Centro de Investigaciones Cardiovasculares ¨Dr Horacio E Cingolani¨, CCT-CONICET, Facultad de Ciencias Médicas, Universidad Nacional de La Plata, La Plata, Buenos Aires, Argentina.
Department of Medicine, Pulmonary and Critical Care Medicine, VA Puget Sound Health Care System, University of Washington, Seattle, Washington, USA.
Physiol Rep. 2021 Nov;9(22):e15093. doi: 10.14814/phy2.15093.

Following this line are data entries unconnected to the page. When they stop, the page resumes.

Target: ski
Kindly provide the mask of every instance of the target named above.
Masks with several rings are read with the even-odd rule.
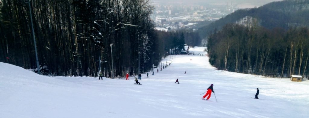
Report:
[[[250,98],[252,98],[252,99],[259,99],[259,98],[255,99],[255,98],[251,98],[251,97]]]

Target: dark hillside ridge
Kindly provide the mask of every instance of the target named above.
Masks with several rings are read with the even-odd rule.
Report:
[[[200,36],[205,39],[216,29],[220,30],[225,25],[235,23],[247,16],[256,18],[258,25],[268,29],[291,26],[309,26],[309,0],[289,0],[275,2],[258,8],[237,10],[210,24],[200,28]]]

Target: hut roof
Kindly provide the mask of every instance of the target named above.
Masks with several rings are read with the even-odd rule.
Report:
[[[292,77],[296,77],[296,78],[303,78],[303,77],[302,77],[301,75],[292,75],[291,76],[292,76]]]

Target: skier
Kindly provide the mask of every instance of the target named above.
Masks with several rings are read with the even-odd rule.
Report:
[[[176,82],[175,82],[175,83],[176,83],[176,82],[178,83],[178,84],[179,84],[179,82],[178,81],[178,78],[177,78],[177,79],[176,80]]]
[[[138,80],[142,80],[142,75],[141,75],[141,73],[140,73],[138,75]]]
[[[136,83],[136,84],[141,84],[141,83],[140,83],[139,82],[138,82],[138,81],[137,80],[137,78],[136,78],[136,77],[135,78],[135,80],[134,81],[135,81],[135,82]]]
[[[255,94],[255,97],[254,98],[257,99],[259,99],[259,98],[257,97],[257,96],[259,95],[259,91],[260,90],[259,90],[259,88],[256,88],[256,93]]]
[[[100,78],[101,78],[102,80],[103,80],[103,74],[102,74],[102,72],[100,72],[100,73],[99,74],[99,80],[100,80]]]
[[[207,97],[207,99],[206,99],[206,100],[208,100],[210,97],[210,95],[211,95],[211,91],[212,91],[214,93],[214,89],[213,88],[213,86],[214,86],[214,84],[211,84],[210,85],[210,86],[209,86],[209,87],[208,87],[208,88],[207,89],[207,92],[206,92],[206,94],[205,94],[205,95],[203,96],[203,98],[202,98],[202,99],[204,100],[205,98],[209,95],[209,96],[208,96],[208,97]]]

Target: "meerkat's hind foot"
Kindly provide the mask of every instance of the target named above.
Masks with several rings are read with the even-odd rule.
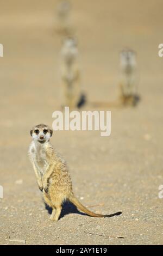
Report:
[[[55,208],[53,208],[53,210],[52,210],[52,212],[51,214],[51,217],[50,217],[50,220],[51,221],[53,221],[54,217],[54,216],[55,216]]]
[[[115,214],[104,215],[104,218],[110,218],[111,217],[121,215],[121,214],[122,214],[122,211],[118,211],[117,212],[115,212]]]
[[[135,94],[134,96],[133,106],[136,106],[140,100],[141,100],[140,96],[139,94]]]
[[[54,215],[52,216],[52,218],[51,218],[51,220],[52,221],[58,221],[59,218],[59,217],[60,217],[60,214],[61,214],[61,210],[62,210],[62,206],[61,206],[56,207],[55,213],[55,214],[54,214]],[[53,214],[53,212],[52,212],[52,214]]]

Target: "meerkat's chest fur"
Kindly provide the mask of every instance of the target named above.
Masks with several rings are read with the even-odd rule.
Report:
[[[30,155],[38,167],[41,175],[43,175],[48,166],[46,145],[37,142],[32,142],[30,148]]]

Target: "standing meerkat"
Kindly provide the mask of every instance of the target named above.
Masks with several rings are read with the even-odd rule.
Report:
[[[71,109],[80,107],[85,103],[85,96],[81,92],[78,55],[77,40],[73,38],[66,38],[61,51],[61,75],[64,105]]]
[[[137,95],[137,72],[136,52],[123,50],[120,53],[120,100],[123,105],[135,105]]]
[[[79,210],[92,217],[112,217],[95,214],[84,206],[75,197],[69,171],[65,161],[54,149],[49,142],[53,131],[47,125],[39,124],[30,131],[33,141],[29,155],[37,179],[39,189],[42,192],[45,203],[53,209],[50,219],[58,221],[62,204],[68,200]]]

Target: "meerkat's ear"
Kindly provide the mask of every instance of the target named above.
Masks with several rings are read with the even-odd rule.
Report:
[[[52,137],[53,135],[53,130],[50,129],[49,132],[50,132],[51,137]]]

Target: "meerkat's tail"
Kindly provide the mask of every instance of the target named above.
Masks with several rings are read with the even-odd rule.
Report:
[[[90,216],[91,216],[91,217],[105,218],[105,217],[113,217],[115,215],[120,215],[122,214],[121,211],[118,211],[118,212],[115,212],[115,214],[106,215],[103,215],[103,214],[95,214],[95,212],[93,212],[92,211],[90,211],[86,207],[83,205],[83,204],[82,204],[81,203],[80,203],[79,201],[78,201],[78,200],[76,197],[71,197],[69,198],[69,200],[70,202],[71,202],[71,203],[74,204],[76,206],[77,206],[77,208],[78,208],[81,211],[83,211],[83,212],[84,212],[85,214],[86,214],[87,215],[89,215]]]

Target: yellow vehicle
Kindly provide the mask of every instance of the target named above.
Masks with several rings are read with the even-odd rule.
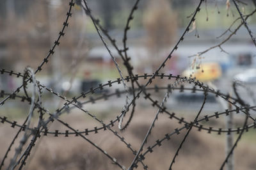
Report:
[[[200,65],[199,69],[188,68],[183,72],[182,75],[196,77],[202,82],[214,81],[221,76],[221,68],[217,63],[205,63]]]

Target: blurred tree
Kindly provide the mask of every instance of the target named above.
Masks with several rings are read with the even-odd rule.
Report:
[[[175,40],[177,30],[177,15],[172,10],[168,0],[150,0],[143,16],[147,31],[147,47],[148,48],[149,62],[154,63],[153,70],[159,65],[159,57],[162,50]]]
[[[116,0],[100,0],[99,3],[99,10],[102,16],[105,28],[113,28],[112,19],[113,13],[120,8],[120,1]]]

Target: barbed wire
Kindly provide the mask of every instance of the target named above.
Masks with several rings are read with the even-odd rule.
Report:
[[[54,55],[56,47],[60,44],[60,39],[61,36],[64,36],[64,31],[65,30],[66,27],[68,27],[68,20],[72,16],[71,10],[72,6],[75,5],[75,3],[73,0],[71,0],[69,2],[69,8],[67,13],[66,19],[63,24],[62,29],[58,33],[58,38],[54,42],[54,45],[51,47],[47,56],[44,58],[41,64],[39,65],[35,72],[30,68],[26,68],[24,69],[24,73],[22,74],[20,72],[17,73],[13,70],[6,70],[4,68],[0,68],[0,75],[4,75],[6,76],[14,76],[15,78],[20,78],[22,79],[22,84],[20,85],[19,88],[17,88],[17,89],[13,92],[6,92],[6,90],[1,90],[0,98],[3,98],[3,100],[0,102],[0,106],[3,107],[5,106],[6,102],[12,100],[16,101],[18,98],[20,99],[20,101],[21,102],[26,102],[29,105],[29,112],[26,118],[22,123],[18,123],[19,122],[18,120],[10,120],[10,119],[8,118],[8,114],[6,114],[6,116],[0,116],[0,122],[2,124],[6,123],[12,128],[19,128],[19,130],[17,132],[16,132],[15,135],[11,141],[11,143],[7,148],[7,151],[5,152],[0,165],[0,169],[4,167],[4,163],[6,159],[8,158],[8,155],[9,155],[12,148],[13,146],[14,146],[16,141],[19,139],[19,135],[21,134],[23,134],[23,135],[21,137],[19,145],[18,148],[15,150],[14,155],[10,158],[10,162],[7,167],[8,169],[13,169],[17,167],[18,166],[19,166],[19,169],[24,168],[24,167],[26,165],[27,160],[29,157],[33,148],[36,144],[39,144],[37,141],[40,139],[42,135],[44,136],[52,135],[54,137],[80,137],[81,139],[85,140],[86,143],[89,143],[94,148],[108,158],[110,162],[116,166],[116,167],[118,168],[122,169],[133,169],[134,168],[137,168],[138,167],[138,164],[140,162],[144,169],[148,169],[150,167],[144,162],[144,160],[146,158],[146,156],[148,155],[148,153],[153,153],[153,151],[155,150],[156,146],[164,147],[163,144],[162,144],[162,143],[164,141],[170,140],[175,134],[179,135],[180,134],[181,131],[186,131],[185,135],[182,137],[182,141],[179,143],[179,146],[177,148],[176,152],[175,153],[170,165],[169,169],[173,169],[173,164],[175,163],[175,159],[177,158],[179,151],[182,148],[184,143],[186,141],[189,141],[188,136],[189,135],[192,128],[196,128],[198,130],[197,132],[206,131],[209,134],[211,134],[211,132],[216,132],[218,135],[221,135],[223,133],[227,134],[236,133],[239,134],[233,146],[232,147],[231,150],[228,151],[228,153],[226,155],[225,160],[223,160],[223,164],[221,165],[220,169],[223,169],[224,168],[225,164],[228,161],[230,156],[235,151],[235,148],[237,146],[239,141],[242,138],[244,133],[248,132],[249,130],[252,128],[256,128],[255,118],[254,118],[253,114],[252,113],[252,112],[256,111],[256,105],[249,105],[248,104],[246,103],[246,102],[243,100],[243,98],[240,96],[240,94],[237,90],[238,86],[242,86],[247,91],[249,90],[249,88],[247,88],[244,84],[242,84],[239,82],[235,81],[233,83],[233,90],[236,95],[236,97],[231,97],[228,94],[225,95],[221,93],[220,90],[211,88],[204,82],[196,80],[196,78],[192,79],[191,77],[173,75],[172,73],[167,74],[159,72],[164,68],[167,64],[167,62],[172,58],[173,52],[177,50],[178,46],[180,45],[181,42],[185,38],[185,35],[189,33],[189,27],[196,20],[196,16],[200,10],[200,7],[203,1],[205,1],[205,8],[207,8],[207,5],[206,0],[198,1],[199,2],[196,7],[196,10],[189,16],[191,19],[189,20],[184,31],[182,33],[180,36],[180,38],[178,40],[177,42],[174,45],[174,47],[170,52],[167,57],[166,57],[161,63],[158,68],[156,69],[156,70],[152,74],[144,73],[142,75],[134,75],[133,66],[130,62],[132,59],[131,57],[129,57],[129,47],[127,46],[127,41],[128,31],[131,27],[131,22],[134,19],[134,13],[138,8],[138,3],[140,1],[140,0],[136,0],[130,11],[124,29],[124,37],[122,40],[124,49],[122,49],[118,47],[116,43],[116,40],[113,38],[108,33],[108,31],[100,25],[99,20],[97,19],[96,17],[93,15],[88,3],[84,0],[83,0],[83,2],[82,1],[76,1],[76,3],[77,5],[81,6],[84,10],[85,13],[91,19],[101,42],[108,50],[109,56],[113,61],[116,68],[120,75],[120,78],[117,78],[116,80],[109,80],[106,83],[100,83],[97,86],[91,87],[90,90],[88,91],[83,91],[81,95],[68,99],[68,97],[65,97],[54,91],[51,88],[44,85],[36,79],[35,75],[36,73],[42,70],[43,66],[47,64],[49,61],[50,57]],[[256,10],[253,10],[248,15],[243,15],[237,3],[244,4],[243,2],[240,1],[236,1],[235,0],[233,0],[233,2],[236,6],[236,10],[239,13],[240,17],[236,19],[231,24],[229,27],[218,38],[223,36],[228,31],[231,33],[227,38],[225,38],[218,45],[210,47],[203,52],[198,52],[196,55],[201,56],[210,50],[216,47],[219,47],[222,51],[225,52],[225,50],[222,49],[221,45],[228,41],[230,38],[237,32],[237,31],[243,24],[246,27],[254,44],[256,45],[255,39],[253,36],[252,31],[250,29],[246,22],[247,19],[252,17],[256,12]],[[207,20],[208,12],[207,9],[206,10]],[[234,24],[240,19],[242,20],[242,22],[236,28],[234,31],[231,31],[232,27],[233,27]],[[122,59],[122,61],[124,62],[123,64],[128,73],[127,76],[123,75],[123,72],[120,69],[119,64],[116,61],[115,57],[114,57],[114,56],[112,54],[112,52],[105,42],[102,36],[103,35],[105,35],[106,37],[109,40]],[[195,56],[195,55],[192,56]],[[156,82],[157,81],[155,81],[156,79],[164,82],[168,82],[168,84],[165,86],[158,86],[157,85],[153,86],[152,82]],[[145,82],[143,82],[143,81],[145,81]],[[129,82],[131,82],[131,87],[127,85]],[[112,89],[114,86],[116,87],[116,86],[114,85],[120,86],[120,84],[123,85],[124,89],[120,87],[121,89],[116,89],[114,91],[112,90],[112,92],[106,92],[106,89]],[[31,86],[29,86],[29,85],[32,85],[32,88],[30,88]],[[24,94],[20,93],[22,89],[24,91]],[[154,94],[158,93],[159,95],[163,95],[162,91],[166,91],[165,94],[162,102],[161,104],[159,104],[160,102],[159,102],[159,100],[156,100],[156,98],[158,98],[158,97],[157,96],[154,96]],[[58,107],[59,108],[57,108],[55,111],[51,112],[49,110],[49,108],[45,108],[43,107],[42,104],[44,102],[42,100],[42,95],[46,93],[46,91],[50,93],[50,94],[51,94],[52,96],[57,97],[61,99],[61,103],[63,102],[62,106]],[[175,91],[177,91],[178,94],[184,93],[185,91],[190,92],[191,93],[198,93],[201,95],[203,94],[202,97],[204,97],[204,98],[202,100],[201,107],[200,107],[199,111],[197,112],[197,114],[193,118],[192,121],[185,120],[184,118],[177,116],[179,114],[179,113],[175,113],[174,112],[171,113],[171,112],[168,111],[169,109],[168,109],[166,107],[168,105],[168,101],[170,98],[173,97],[170,95],[173,93],[175,93]],[[96,93],[98,93],[97,96],[93,97]],[[210,95],[213,95],[214,98],[220,97],[220,98],[222,98],[227,103],[229,103],[233,105],[235,109],[225,109],[225,111],[222,112],[216,111],[214,113],[207,114],[204,116],[201,116],[203,109],[205,109],[206,107],[205,104],[207,103],[207,98],[209,97]],[[31,97],[29,97],[29,95],[31,95]],[[105,101],[108,101],[111,100],[111,97],[121,98],[124,95],[125,96],[125,102],[124,105],[119,105],[119,106],[122,107],[121,111],[115,118],[111,119],[108,123],[103,121],[102,120],[98,118],[98,116],[95,116],[94,114],[91,113],[87,109],[84,109],[86,107],[87,104],[88,104],[97,105],[99,104],[99,103],[100,102],[100,100],[103,100]],[[129,130],[129,129],[127,128],[128,128],[129,123],[132,121],[132,118],[134,118],[135,116],[134,113],[136,106],[140,105],[139,99],[141,98],[141,96],[143,96],[143,98],[144,98],[143,100],[146,102],[148,102],[148,104],[152,105],[152,107],[157,108],[157,111],[156,112],[151,123],[150,123],[148,126],[148,130],[145,134],[143,139],[141,141],[141,143],[140,144],[138,151],[136,151],[135,149],[136,147],[134,146],[132,146],[129,141],[130,139],[125,139],[123,135],[120,135],[118,132],[115,130],[115,128],[116,127],[116,123],[118,122],[117,127],[121,130],[121,132],[125,133],[126,131],[124,130],[126,129],[126,130]],[[132,97],[132,98],[131,99],[130,97]],[[251,95],[250,98],[255,101],[255,99],[254,98],[253,95]],[[182,102],[183,101],[180,102]],[[124,118],[126,113],[129,111],[129,107],[131,105],[132,108],[130,116],[125,124],[122,126],[122,123],[123,119]],[[217,108],[216,109],[217,110]],[[61,120],[60,116],[63,115],[64,113],[71,112],[73,109],[78,109],[82,111],[82,112],[84,113],[86,115],[89,116],[93,120],[97,122],[97,123],[99,123],[100,125],[100,127],[95,126],[94,127],[82,127],[81,129],[84,130],[76,130],[70,124]],[[38,112],[38,123],[35,127],[33,127],[33,125],[31,125],[32,118],[35,118],[35,114],[36,111]],[[113,111],[111,111],[109,114],[113,114],[112,112]],[[217,120],[221,116],[229,116],[229,114],[231,112],[236,112],[237,114],[241,113],[239,115],[241,114],[243,116],[245,116],[244,121],[243,121],[242,127],[225,129],[221,127],[214,128],[212,127],[207,127],[207,125],[205,125],[203,123],[203,122],[206,123],[209,121],[209,120],[211,119],[214,118]],[[168,133],[163,134],[164,137],[163,138],[159,138],[156,139],[154,144],[146,147],[145,145],[147,144],[147,141],[150,136],[150,134],[152,133],[152,129],[154,128],[157,120],[159,118],[160,115],[163,113],[164,113],[166,116],[168,116],[170,118],[169,120],[175,120],[179,124],[183,125],[182,127],[180,128],[175,128],[174,130],[170,134]],[[63,127],[67,128],[67,130],[64,130],[64,131],[62,132],[59,130],[50,130],[50,123],[53,123],[54,121],[60,123],[63,125]],[[123,165],[123,162],[121,162],[120,160],[118,160],[118,158],[115,158],[113,155],[108,153],[107,151],[103,148],[103,147],[98,146],[95,143],[93,142],[92,139],[88,138],[89,135],[93,135],[94,134],[99,133],[100,130],[102,130],[105,133],[105,131],[107,130],[110,132],[110,134],[112,134],[113,136],[116,137],[118,141],[121,143],[124,147],[127,148],[134,156],[131,162],[131,164],[127,169]],[[161,132],[157,132],[161,134]],[[31,139],[30,142],[29,142],[29,139]],[[145,150],[144,152],[143,150]],[[124,155],[125,155],[125,154],[126,153],[124,153]]]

We have previously demonstrated that inhibition of extracellularly oriented carbonic anhydrase (CA) isoforms protects the myocardium against ischemia-reperfusion injury. In this study, our aim was to assess the possible further contribution of CA intracellular isoforms examining the actions of the highly diffusible cell membrane permeant inhibitor of CA, ethoxzolamide (ETZ). Isolated rat hearts, after 20 min of stabilization, were assigned to the following groups: (1) Nonischemic control: 90 min of perfusion; (2) Ischemic control: 30 min of global ischemia and 60 min of reperfusion (R); and (3) ETZ: ETZ at a concentration of 100 μM was administered for 10 min before the onset of ischemia and then during the first 10 min of reperfusion. In additional groups, ETZ was administered in the presence of SB202190 (SB, a p38MAPK inhibitor) or chelerythrine (Chel, a protein kinase C [PKC] inhibitor). Infarct size, myocardial function, and the expression of phosphorylated forms of p38MAPK, PKCε, HSP27, and Drp1, and calcineurin Aβ content were assessed. In isolated mitochondria, the Ca response, Ca retention capacity, and membrane potential were measured. ETZ decreased infarct size by 60%, improved postischemic recovery of myocardial contractile and diastolic relaxation increased P-p38MAPK, P-PKCε, P-HSP27, and P-Drp1 expression, decreased calcineurin content, and normalized calcium and membrane potential parameters measured in isolated mitochondria. These effects were significantly attenuated when ETZ was administered in the presence of SB or Chel. These data show that ETZ protects the myocardium and mitochondria against ischemia-reperfusion injury through p38MAPK- and PKCε-dependent pathways and reinforces the role of CA as a possible target in the management of acute cardiac ischemic diseases.
我们之前已经证明,抑制细胞外定向碳酸酐酶(CA)同工型可保护心肌免受缺血再灌注损伤。在这项研究中,我们的目的是通过检查高度扩散的细胞膜通透 CA 抑制剂乙氧唑胺(ETZ)的作用,评估 CA 细胞内同工型可能的进一步贡献。稳定 20 分钟后,将离体大鼠心脏分为以下几组:(1)非缺血对照组:灌注 90 分钟;(2)缺血对照组:30 分钟整体缺血和 60 分钟再灌注(R);和(3)ETZ:ETZ 在缺血开始前 10 分钟以 100 μM 的浓度给药,然后在再灌注的前 10 分钟内给药。在其他组中,ETZ 在 SB202190(SB,p38MAPK 抑制剂)或 Chelerythrine(Chel,蛋白激酶 C [PKC] 抑制剂)存在下给药。评估梗塞面积、心肌功能以及磷酸化 p38MAPK、PKCε、HSP27 和 Drp1 形式和钙调神经磷酸酶 Aβ含量的表达。在分离的线粒体中,测量 Ca 反应、Ca 保留能力和膜电位。ETZ 使梗塞面积减少 60%,改善缺血后心肌收缩和舒张松弛的恢复,增加 P-p38MAPK、P-PKCε、P-HSP27 和 P-Drp1 的表达,减少钙调神经磷酸酶含量,并使分离的线粒体中测量的 Ca 和膜电位参数正常化。当 ETZ 在 SB 或 Chel 存在下给药时,这些作用明显减弱。这些数据表明,ETZ 通过 p38MAPK 和 PKCε 依赖性途径保护心肌和线粒体免受缺血再灌注损伤,并加强 CA 作为急性心脏缺血性疾病管理的可能靶标的作用。